I didn’t wait for her to answer. I passed out.

When I regained consciousness about a year later, I was unpacking in a new house. Boxes of notebooks, journals, legal pads, file folders, presentation portfolios, and plain old stacks of paper filled with my writing. I prepared to put them in attic storage, but my husband, Chris, stopped me. “You’re not putting that stuff in the attic.”

“I never use it. Besides, if I want it, I know where to find it.”

“But it’s your writing. You wouldn’t let me put my writing in the attic.”

“No,” I admitted. “But you actually write.”

“Why don’t you?” he asked.

Right about that time, a little blond giggle came around the corner, bumped into my leg, landed on her bum, looked up at me, and smiled.
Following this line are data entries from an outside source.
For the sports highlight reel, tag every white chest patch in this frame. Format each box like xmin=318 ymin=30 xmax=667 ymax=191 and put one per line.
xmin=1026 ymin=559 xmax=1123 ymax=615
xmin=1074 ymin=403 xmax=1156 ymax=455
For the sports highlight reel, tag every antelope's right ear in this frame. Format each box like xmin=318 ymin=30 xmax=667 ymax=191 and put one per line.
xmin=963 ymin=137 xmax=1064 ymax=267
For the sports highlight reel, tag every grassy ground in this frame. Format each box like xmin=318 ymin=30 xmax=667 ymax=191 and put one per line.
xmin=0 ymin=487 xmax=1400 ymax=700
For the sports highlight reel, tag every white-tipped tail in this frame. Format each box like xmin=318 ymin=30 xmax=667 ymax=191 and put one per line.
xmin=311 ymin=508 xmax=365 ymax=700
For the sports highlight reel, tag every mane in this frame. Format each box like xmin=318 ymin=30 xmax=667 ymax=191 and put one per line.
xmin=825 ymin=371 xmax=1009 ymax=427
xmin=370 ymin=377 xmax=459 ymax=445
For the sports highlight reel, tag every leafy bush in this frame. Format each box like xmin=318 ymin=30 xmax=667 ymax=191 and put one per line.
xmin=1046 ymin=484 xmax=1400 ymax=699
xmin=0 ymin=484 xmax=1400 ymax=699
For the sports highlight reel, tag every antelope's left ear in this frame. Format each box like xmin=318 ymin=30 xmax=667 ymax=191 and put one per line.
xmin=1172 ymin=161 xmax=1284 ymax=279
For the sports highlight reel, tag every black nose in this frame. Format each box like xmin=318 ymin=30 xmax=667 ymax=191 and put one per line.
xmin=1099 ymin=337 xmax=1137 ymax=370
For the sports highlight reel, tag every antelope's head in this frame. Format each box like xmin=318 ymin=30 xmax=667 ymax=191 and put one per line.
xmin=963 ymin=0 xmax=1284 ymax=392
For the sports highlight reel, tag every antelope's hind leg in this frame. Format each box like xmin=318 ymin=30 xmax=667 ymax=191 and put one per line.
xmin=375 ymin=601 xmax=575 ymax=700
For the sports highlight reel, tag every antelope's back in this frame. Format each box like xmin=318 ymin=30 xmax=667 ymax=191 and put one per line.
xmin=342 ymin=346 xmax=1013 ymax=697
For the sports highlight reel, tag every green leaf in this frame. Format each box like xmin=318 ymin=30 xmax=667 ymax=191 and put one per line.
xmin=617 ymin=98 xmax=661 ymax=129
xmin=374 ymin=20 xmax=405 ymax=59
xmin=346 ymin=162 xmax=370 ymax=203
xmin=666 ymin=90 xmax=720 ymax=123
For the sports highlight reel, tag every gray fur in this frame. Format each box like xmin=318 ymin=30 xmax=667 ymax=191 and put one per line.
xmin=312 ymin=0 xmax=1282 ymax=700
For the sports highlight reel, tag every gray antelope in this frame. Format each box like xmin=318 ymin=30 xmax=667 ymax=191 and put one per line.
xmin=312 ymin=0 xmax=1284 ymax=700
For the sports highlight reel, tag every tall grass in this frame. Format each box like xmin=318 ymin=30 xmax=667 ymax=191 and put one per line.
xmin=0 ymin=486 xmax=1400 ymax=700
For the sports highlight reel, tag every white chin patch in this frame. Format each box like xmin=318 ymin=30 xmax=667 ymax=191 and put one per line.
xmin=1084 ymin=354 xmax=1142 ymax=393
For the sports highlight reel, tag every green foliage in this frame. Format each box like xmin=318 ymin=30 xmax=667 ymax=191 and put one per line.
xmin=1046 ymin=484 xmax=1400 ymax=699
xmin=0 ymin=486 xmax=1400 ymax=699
I didn’t have to say anything else.

Chris had a point, though. I couldn’t put it all away. I’d lost a lot of bits and pieces of individuality since Em was born, but I couldn’t sacrifice being a writer. It had never been just something I did. It had always been something I was whether I was actively writing or not.

It’s the same for every writer who suddenly finds herself (or himself) in charge of a small person (or persons) and filling more bottles than journals. You haven’t stopped being a writer. You’re a writer who’s doing something else right now.

Do you remember how easy it was before? How effortless it was to sit down and say what you meant, how simple it was to make the time? If you think you can remember that, you need to forget it. Creating something was never that easy, and it never will be. It is difficult. And if you think it’s harder than it used to be, remember you’re a different kind of strong than you once were. You can handle it.

You’ve experienced a period of great transition; now it’s time to reorient yourself and push forward again. I know it’s not as simple as that sentence sounds. That’s why I made this blog: for ideas that work, ideas that don’t work, frustrations, solutions, successes, non-successes, and everything in between. It’s the new entry in the Great Phone Book of Life:

The Wall, What to Do When You Hit

My book is coming along, by the way. But if I’m going to finish it this summer, I better get back to it.